Published: 15:00, 22 October 2021
| Updated: 15:25, 22 October 2021
A parish council chairman says he is “astounded and angry” to learn Swale council did not apply for funding to develop brownfield land into housing, to protect countryside and green spaces.
Julien Speed, chairman of Lynsted with Kingsdown parish council, wrote to the authority’s CEO Larissa Reed asking whether it had applied for the funding from central government after noticing it was absent from a list of authorities up and down the country that had been allocated a share of £58 million.
The Department for Levelling Up, Housing and Communities (DLUHC) announced last week, that thousands of new homes would be built on underused and derelict land to “regenerate local areas and help people onto the property ladder”.
As a result, almost £58m from the £75m Brownfield Land Release Fund (BLRF) has been allocated to 53 councils – but in Kent, only Folkestone and Hythe district council was awarded £1,150,000 for its Biggins Wood project.
The funding for councils is said to boost local areas by “transforming unloved and disused sites into vibrant communities for people to live and work, with the demolition of unsightly derelict buildings and disused car parks and garages”.
This will help to “protect countryside and green spaces” while an extra 5,600 homes are built on these sites across the country.
Secretary of State for Levelling Up, Michael Gove MP said: “We are levelling up and backing home ownership in every corner of the country, delivering new high-quality, affordable homes and creating thriving places where people want to live, work and visit.
“Making the most of previously developed land is a government priority and it will help protect our cherished countryside and green spaces.”

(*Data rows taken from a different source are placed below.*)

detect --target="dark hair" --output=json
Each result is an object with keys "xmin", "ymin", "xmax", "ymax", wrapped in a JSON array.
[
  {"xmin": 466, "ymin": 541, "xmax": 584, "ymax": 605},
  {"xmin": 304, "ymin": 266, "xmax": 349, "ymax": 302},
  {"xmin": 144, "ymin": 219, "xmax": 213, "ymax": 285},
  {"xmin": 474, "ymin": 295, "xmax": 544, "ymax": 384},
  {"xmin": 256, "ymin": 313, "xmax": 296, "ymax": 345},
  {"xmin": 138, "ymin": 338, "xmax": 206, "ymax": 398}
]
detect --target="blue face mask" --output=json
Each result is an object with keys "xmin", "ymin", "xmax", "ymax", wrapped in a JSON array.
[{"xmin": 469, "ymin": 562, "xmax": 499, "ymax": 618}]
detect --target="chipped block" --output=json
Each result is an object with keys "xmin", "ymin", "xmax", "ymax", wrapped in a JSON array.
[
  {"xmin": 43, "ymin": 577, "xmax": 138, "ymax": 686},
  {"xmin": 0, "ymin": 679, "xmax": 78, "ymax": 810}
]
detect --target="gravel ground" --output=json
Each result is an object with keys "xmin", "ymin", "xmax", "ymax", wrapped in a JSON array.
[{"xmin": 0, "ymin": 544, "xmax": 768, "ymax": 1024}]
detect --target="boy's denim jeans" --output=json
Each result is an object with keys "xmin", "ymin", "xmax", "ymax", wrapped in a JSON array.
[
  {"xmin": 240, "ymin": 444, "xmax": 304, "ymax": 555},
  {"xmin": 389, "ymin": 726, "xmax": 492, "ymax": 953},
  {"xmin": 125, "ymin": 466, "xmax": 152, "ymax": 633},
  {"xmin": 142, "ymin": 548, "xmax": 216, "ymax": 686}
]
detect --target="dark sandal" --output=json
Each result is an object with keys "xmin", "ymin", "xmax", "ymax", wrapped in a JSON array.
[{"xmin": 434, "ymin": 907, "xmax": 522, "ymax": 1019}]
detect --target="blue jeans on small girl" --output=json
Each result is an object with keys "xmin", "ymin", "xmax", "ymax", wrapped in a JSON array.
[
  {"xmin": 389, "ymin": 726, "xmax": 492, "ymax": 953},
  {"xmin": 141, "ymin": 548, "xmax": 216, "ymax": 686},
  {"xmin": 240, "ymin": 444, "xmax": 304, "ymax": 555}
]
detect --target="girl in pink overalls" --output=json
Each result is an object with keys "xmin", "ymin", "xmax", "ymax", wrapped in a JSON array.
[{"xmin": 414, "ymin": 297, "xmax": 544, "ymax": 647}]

Cabinet office minister Lord Agnew added: “This support being provided to local authorities is another clear demonstration of this government’s commitment to levelling up the country.
“The latest projects to benefit from this support will not only help unlock under-used public sector sites for homes but also help deliver jobs and save taxpayers’ money.”
In her response to Cllr Speed, Ms Reed said Swale council did not bid for this funding.
She added: “We considered it carefully as we are already undertaking work as part of the One Public Estate programme. In order to be successful, councils needed to have ‘shelf ready’ plans, which could be delivered quickly. We did not have any plans that would meet this criteria so we were not able to bid.
“We investigated whether our Housing Company Rainbow Homes might be able to bid for funding, but again the plans were not far enough advanced to meet the criteria. One of the things the cabinet have asked officers to do is to undertake work to ensure that we have plans, which would be ready should other, short-term funding bids be advertised.”
Speaking about the response, Cllr Speed said: “I find it astonishing that Swale council doesn’t have a single brownfield development idea, given the massive objections from residents to building on greenfield.”
He added: “I just couldn’t believe that here was £58m worth of money being offered by central government and Swale hadn’t even bothered to apply.
“I then thought maybe it did apply and didn’t get through, which is why I asked the question.
“I am astounded and angry. It keeps claiming, as a council, it doesn’t want to build on greenfield sites and it is forced to by government, and yet it doesn’t have a single brownfield site it has looked at.
“Another point is that the council is required to hold a brownfield sites register and keep it up-to-date with a list of sites and their availability.
“To say they don’t have a ‘shelf ready’ scheme could be argued they aren’t maintaining it properly. There must be brownfield sites on the register that should be being assessed routinely.”
Swale council was contacted for comment.